Bug 1903091

Summary: [OSP16.1] Duplicate mount entries related to openvswitch "tmpfs /run/openvswitch tmpfs rw,seclabel,nosuid,nodev,mode=755 0 0"
Product: Red Hat OpenStack Reporter: ggrimaux
Component: openstack-tripleo-heat-templatesAssignee: Brent Eagles <beagles>
Status: CLOSED ERRATA QA Contact: Candido Campos <ccamposr>
Severity: high Docs Contact:
Priority: high    
Version: 16.1 (Train)CC: apevec, atragler, bcafarel, bdobreli, beagles, broose, cfields, chrisw, coldford, dbecker, fhallal, fiezzi, hakhande, igallagh, jfargen, jlibosva, mburns, morazi, pmorey, rhos-maint, riramos, rkhan, slinaber, spower, supadhya
Target Milestone: z4Keywords: Triaged
Target Release: 16.1 (Train on RHEL 8.2)   
Hardware: Unspecified   
OS: Unspecified   
Whiteboard:
Fixed In Version: openstack-tripleo-heat-templates-11.3.2-1.20210104205661.el8ost Doc Type: If docs needed, set a value
Doc Text:
Story Points: ---
Clone Of: Environment:
Last Closed: 2021-03-17 15:36:09 UTC Type: Bug
Regression: --- Mount Type: ---
Documentation: --- CRM:
Verified Versions: Category: ---
oVirt Team: --- RHEL 7.3 requirements from Atomic Host:
Cloudforms Team: --- Target Upstream Version:
Embargoed:

Description ggrimaux 2020-12-01 10:15:23 UTC
Description of problem:
Client using Openvswitch and NOT OVN have very high number of duplicate openvswitch mounts making it slow to ssh to compute nodes and 'runc' processes using 100% cpu.

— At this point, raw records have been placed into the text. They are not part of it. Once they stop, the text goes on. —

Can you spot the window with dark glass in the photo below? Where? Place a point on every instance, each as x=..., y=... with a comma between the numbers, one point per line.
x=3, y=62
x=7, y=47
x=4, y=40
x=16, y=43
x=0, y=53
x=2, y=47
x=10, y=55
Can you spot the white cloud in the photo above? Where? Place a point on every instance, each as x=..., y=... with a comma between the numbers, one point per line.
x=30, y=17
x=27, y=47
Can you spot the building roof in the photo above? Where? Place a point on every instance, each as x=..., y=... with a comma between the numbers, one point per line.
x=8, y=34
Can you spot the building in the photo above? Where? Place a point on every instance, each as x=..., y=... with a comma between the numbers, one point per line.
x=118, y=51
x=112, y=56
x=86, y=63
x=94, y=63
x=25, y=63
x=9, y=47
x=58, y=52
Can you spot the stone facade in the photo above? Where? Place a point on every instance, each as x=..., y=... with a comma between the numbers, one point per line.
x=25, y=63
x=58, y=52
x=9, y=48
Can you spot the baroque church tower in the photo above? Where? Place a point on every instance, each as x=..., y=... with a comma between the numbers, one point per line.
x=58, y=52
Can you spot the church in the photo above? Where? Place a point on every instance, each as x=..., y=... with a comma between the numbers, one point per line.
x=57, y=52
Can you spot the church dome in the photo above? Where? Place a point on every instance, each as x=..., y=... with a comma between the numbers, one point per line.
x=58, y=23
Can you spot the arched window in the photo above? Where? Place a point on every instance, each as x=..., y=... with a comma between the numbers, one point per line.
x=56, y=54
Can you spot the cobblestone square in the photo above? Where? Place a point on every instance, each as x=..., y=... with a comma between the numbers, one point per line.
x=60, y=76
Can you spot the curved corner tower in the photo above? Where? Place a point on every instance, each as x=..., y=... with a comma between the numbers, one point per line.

After stracing one of those process we noticed it kept timing out while accessing /proc/$pid/mountinfo.

We cat the file and found 32767 tmpfs mount:
117756 68588 0:24 /openvswitch /run/openvswitch rw,nosuid,nodev shared:26 - tmpfs tmpfs rw,seclabel,mode=755

We stopped systemd ovsdb-server on the node, umount /run/openvswitch (might not have been necessary) and after that all the mounts were gone, the processes were all back to normal.

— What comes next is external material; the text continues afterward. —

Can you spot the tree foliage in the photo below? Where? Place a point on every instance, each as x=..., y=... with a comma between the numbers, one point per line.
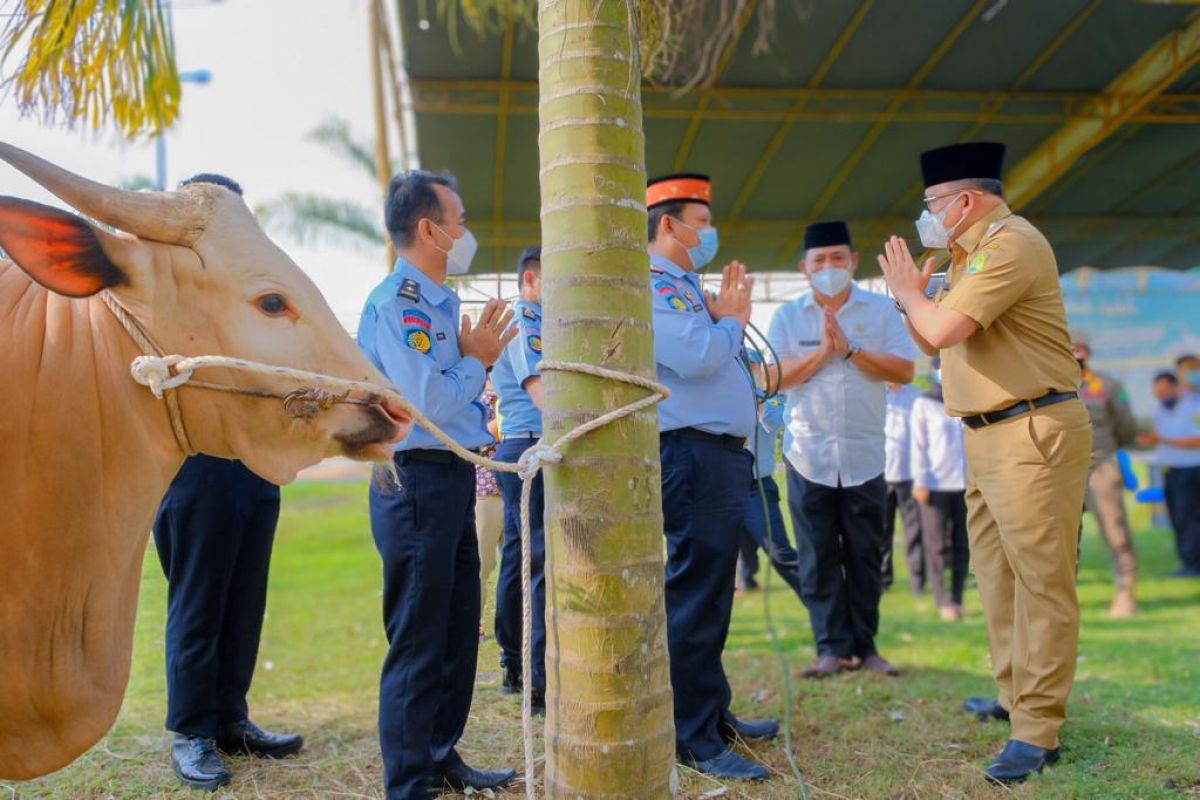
x=91, y=62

This was experienced on OSP16.1.1.
Client updated his environment to OSP16.1.2 and the same thing can be seen.

We need your help to find the source of those entries.

Version-Release number of selected component (if applicable):
OSP16.1.2
openvswitch2.13-2.13.0-60.el8fdp.x86_64

How reproducible:
100% on this environment (compute nodes)

Steps to Reproduce:
1. Unknown
2.
3.

Actual results:
Duplicate openvswitch mount entries in /proc/mounts

Expected results:
Only one entry.

Additional info:
We have sosreport with the issue.

Comment 11 Chris Fields 2021-01-18 14:54:40 UTC
The tested work around is a reboot of overcloud nodes that have excessive mounts as detected like this:

cat /proc/mounts | grep 'tmpfs /run/openvswitch' | wc -l

Comment 13 Chris Fields 2021-01-19 19:02:14 UTC
KCS Solution is published and linked here.  We would like to find a resolution that is less invasive than Overcloud node reboots.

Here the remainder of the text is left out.